The Role of Religious Law in America: Interfaith Perspectives on Islam, Shari’ah and the U.S.
July 16, 2012
Date: Monday, July 16 Time: 7:30 PM – 9:00 PM Location: National City Christian Church
5 Thomas Circle, NW
Washington, DC 20005
American Muslims currently experience the fastest growing rate of religious discrimination in the United States. This growth is paralleled by questions about Islamic law (Shari’ah), Islamic practices and lifestyle.
What does Shari’ah mean for American Muslims, and what does it have to do with religious freedom?
How do these issues affect Christian and Jewish communities in the United States?
On July 16th, we invite you to join us for a town hall discussion on American Muslims, Shari’ah and religious freedom. During the event, three respected leaders from the country’s three largest faith traditions will speak and take questions from audience members. Participants will be encouraged to ask candid questions about Islam in the US.
Dean Robert Destro is professor of law and is director and founder of the Interdisciplinary Program in Law & Religion. He joined the faculty in 1982, and served as Interim Dean from 1999-2001. From 1983 to 1989, he served as a commissioner on the United States Commission on Civil Rights, and led the commission’s discussions in the areas of discrimination on the basis of disability, national origin and religion. He served as general counsel to the Catholic League for Religious and Civil Rights from 1977 to 1982, and as an adjunct associate professor of law at Marquette University from 1978-1982. From 1975 to 1977, he was engaged in the private practice of law with the law firm of Squire, Sanders & Dempsey in Cleveland, Ohio.
Dean Destro’s areas of specialization, scholarship and litigation include: freedom of speech and religion; discrimination on the basis of race, disability, national origin and religion; comparative constitutional law; private international law (conflict of laws); legal ethics; and bioethics. He is the director of the Law and Religion Program, and is co-author, with Michael S. Ariens, of Religious Liberty in a Pluralistic Society (Carolina Academic Press, 2d edition 2002), the leading law school textbook in the United States on the subject of religious liberty.
Dr. Azizah Y. al-Hibri, Esq. is the Founder and Chair of KARAMAH: Muslim Women Lawyers for Human Rights, Commissioner on the U.S. Commission for International Religious Freedom, and professor emeritus at the T. C. Williams School of Law at the University of Richmond.
Dr. al-Hibri began her career as a professor of philosophy and is the co-editor of Technology and Human Affairs, and founding editor of Hypatia: a Journal of Feminist Philosophy. She obtained her J.D. from the University of Pennsylvania in 1985 and worked as a corporate law associate on Wall Street before focusing her efforts on human rights and Islamic jurisprudence.
In 1992, Dr. al-Hibri became the first Muslim woman law professor in the United States. Since then, she has written extensively on women’s issues, democracy, and human rights from an Islamic perspective.
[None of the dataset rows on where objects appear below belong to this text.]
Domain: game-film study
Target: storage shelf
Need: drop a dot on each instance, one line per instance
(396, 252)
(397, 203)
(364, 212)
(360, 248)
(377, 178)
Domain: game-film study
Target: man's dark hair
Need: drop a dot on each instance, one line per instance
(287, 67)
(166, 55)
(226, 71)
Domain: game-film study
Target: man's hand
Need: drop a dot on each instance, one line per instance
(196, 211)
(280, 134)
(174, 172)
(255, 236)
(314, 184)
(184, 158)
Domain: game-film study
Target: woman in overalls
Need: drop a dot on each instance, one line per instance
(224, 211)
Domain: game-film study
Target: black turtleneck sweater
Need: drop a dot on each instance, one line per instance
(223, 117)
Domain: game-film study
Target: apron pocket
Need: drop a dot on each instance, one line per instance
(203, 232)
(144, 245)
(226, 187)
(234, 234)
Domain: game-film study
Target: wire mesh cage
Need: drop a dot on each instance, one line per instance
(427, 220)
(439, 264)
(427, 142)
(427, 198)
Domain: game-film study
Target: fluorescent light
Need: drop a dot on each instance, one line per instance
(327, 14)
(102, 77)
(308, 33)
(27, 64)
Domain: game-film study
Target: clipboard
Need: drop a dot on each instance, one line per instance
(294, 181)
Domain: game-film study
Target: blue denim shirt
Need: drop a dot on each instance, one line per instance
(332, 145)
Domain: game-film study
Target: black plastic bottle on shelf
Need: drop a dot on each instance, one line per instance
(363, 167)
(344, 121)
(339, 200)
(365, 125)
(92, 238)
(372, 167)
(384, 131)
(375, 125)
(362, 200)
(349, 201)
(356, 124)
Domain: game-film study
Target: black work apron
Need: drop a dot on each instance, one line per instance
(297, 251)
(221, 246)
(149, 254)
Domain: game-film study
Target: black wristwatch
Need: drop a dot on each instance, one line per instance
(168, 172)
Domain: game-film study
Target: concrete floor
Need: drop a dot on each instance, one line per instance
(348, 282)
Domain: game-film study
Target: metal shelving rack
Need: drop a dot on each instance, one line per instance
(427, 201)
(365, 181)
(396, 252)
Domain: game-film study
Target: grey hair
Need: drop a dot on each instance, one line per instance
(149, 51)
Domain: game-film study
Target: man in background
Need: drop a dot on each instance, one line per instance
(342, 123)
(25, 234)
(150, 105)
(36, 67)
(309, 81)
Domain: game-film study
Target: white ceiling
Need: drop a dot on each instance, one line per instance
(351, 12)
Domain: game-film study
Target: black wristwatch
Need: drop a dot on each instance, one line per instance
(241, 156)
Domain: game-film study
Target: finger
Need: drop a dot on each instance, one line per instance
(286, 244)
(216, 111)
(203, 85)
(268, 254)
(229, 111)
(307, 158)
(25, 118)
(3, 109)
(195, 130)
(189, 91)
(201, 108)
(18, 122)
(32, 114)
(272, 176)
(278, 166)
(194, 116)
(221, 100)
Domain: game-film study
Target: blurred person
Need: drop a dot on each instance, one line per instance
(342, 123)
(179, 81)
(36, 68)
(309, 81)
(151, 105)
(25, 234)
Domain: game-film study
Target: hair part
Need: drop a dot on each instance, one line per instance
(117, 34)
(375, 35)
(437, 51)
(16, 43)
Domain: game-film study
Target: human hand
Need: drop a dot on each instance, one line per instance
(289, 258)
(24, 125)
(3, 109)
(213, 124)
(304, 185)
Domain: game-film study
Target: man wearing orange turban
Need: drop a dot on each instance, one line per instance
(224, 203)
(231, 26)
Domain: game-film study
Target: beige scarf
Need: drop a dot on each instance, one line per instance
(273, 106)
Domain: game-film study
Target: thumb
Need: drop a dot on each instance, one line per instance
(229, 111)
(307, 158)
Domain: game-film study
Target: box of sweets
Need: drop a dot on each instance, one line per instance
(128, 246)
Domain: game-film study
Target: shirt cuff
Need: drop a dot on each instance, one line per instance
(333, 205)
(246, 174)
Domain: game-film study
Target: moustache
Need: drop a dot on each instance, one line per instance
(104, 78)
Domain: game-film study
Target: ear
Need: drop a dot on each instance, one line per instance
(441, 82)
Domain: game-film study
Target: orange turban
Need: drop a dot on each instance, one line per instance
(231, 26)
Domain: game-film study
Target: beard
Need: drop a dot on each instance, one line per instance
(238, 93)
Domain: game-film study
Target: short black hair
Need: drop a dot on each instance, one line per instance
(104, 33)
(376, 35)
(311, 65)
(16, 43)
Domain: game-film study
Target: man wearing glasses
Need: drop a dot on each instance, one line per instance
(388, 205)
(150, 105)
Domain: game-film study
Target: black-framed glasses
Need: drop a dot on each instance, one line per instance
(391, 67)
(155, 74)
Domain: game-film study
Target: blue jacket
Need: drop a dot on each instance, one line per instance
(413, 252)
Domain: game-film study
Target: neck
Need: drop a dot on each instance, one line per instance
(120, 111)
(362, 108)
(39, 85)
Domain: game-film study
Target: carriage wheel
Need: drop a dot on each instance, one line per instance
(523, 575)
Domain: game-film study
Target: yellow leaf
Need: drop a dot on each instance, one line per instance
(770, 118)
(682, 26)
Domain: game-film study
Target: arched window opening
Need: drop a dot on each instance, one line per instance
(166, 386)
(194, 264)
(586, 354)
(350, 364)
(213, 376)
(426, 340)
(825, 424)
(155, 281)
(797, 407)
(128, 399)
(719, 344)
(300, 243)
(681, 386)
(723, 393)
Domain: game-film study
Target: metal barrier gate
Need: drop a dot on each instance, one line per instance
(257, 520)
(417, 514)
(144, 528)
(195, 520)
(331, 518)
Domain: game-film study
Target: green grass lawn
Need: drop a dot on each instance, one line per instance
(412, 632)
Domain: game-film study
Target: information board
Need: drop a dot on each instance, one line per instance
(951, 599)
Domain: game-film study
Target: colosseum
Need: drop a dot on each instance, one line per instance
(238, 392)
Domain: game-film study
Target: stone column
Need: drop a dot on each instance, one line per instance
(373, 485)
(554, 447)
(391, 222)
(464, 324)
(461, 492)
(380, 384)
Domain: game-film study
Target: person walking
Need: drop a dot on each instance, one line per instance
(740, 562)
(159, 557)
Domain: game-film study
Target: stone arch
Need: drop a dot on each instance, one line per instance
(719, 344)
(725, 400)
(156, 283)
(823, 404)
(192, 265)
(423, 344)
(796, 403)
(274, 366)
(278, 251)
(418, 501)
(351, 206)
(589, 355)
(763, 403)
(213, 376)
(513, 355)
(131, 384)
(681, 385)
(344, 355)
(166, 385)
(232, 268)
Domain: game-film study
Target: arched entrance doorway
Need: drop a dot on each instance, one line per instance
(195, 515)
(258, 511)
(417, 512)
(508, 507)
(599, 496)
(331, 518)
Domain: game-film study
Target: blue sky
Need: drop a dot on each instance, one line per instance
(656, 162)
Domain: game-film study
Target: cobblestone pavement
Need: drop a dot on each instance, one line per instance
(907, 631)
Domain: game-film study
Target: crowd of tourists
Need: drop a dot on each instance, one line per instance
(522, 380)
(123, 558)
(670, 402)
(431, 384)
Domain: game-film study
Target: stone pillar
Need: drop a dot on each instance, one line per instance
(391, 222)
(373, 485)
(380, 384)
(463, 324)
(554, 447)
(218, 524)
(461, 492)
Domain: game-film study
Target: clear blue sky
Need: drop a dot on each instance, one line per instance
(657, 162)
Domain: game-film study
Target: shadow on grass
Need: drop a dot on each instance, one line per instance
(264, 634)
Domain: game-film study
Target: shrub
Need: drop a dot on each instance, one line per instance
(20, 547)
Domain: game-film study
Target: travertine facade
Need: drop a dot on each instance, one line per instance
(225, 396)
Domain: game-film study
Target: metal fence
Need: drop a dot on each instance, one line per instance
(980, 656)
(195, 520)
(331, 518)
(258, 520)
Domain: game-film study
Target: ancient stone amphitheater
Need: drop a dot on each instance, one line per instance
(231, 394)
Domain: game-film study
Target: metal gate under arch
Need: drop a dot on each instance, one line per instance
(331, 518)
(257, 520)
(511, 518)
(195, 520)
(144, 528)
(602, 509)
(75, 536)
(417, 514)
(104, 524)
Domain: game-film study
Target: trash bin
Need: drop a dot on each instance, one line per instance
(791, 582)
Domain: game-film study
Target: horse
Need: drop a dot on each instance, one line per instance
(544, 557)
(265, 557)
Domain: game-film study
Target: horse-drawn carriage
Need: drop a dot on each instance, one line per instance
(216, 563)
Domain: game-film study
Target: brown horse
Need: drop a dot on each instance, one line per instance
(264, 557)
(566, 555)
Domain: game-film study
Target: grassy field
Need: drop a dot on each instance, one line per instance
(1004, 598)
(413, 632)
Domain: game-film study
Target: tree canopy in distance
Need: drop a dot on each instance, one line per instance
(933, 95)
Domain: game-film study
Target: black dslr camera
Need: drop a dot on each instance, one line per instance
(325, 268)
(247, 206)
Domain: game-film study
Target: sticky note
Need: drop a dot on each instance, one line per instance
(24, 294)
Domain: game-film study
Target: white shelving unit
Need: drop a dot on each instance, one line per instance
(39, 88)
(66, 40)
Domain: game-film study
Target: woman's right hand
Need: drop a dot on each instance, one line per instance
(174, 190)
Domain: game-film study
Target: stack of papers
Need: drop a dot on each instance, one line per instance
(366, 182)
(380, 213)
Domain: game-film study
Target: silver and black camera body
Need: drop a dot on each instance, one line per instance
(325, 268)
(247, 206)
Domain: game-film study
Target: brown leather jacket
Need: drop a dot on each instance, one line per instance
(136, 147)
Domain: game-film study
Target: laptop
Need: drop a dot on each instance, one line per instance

Her scholarly works have appeared in a variety of publications, including the University of Pennsylvania Journal of Constitutional Law, the Harvard International Review, and Fordham International Law Journal. She has also contributed chapters and articles to a number of collections on legal issues, women’s rights, and Islam. Currently, Dr. al-Hibri is completing her own book on Muslim women’s rights.
In 2007, Dr. al-Hibri received the Virginia First Freedom Award from the Council forAmerica’s First Freedom. She was also the recipient of the Dr. Betty Shabazz Recognition Award from Women in Islam in 2006 and the Distinguished Educator Award from the University of Richmond in 2004.
A Fulbright Scholar, and a Fellow at the National Humanities Center, Dr. al-Hibri was also a consultant to the Supreme Council for Family Affairs in Qatar and advised them on the development of Qatar’s personal status code. At the request of the State Department, Dr. al-Hibri has shared her perspective at speaking engagements throughout Europe, the Middle East, and North Africa.
Rabbi David Saperstein is the Director of the Religious Action Center of Reform Judaism. During his 30 year tenure as Director of the Center, Rabbi Saperstein has headed several national religious coalitions. He currently co-chairs the Coalition to Preserve Religious Liberty, comprised of over 50 national religious denominations and educational organizations, and serves on the boards of numerous national organizations including the NAACP and People For the American Way. In 1999, Rabbi Saperstein was elected as the first Chair of the U.S. Commission on International Religious Freedom created by a unanimous vote of Congress.
Also an attorney, Rabbi Saperstein teaches seminars in both First Amendment Church-State Law and in Jewish Law at Georgetown University Law School.
A prolific writer and speaker, Rabbi Saperstein has appeared on a number of television news and talk shows including Nightline, Oprah, Lehrer News Hour and ABC’s Sunday Morning. His articles have appeared in The Washington Post, The New York Times and The Harvard Law Review. His latest book is Jewish Dimensions of Social Justice: Tough Moral Choices of Our Time.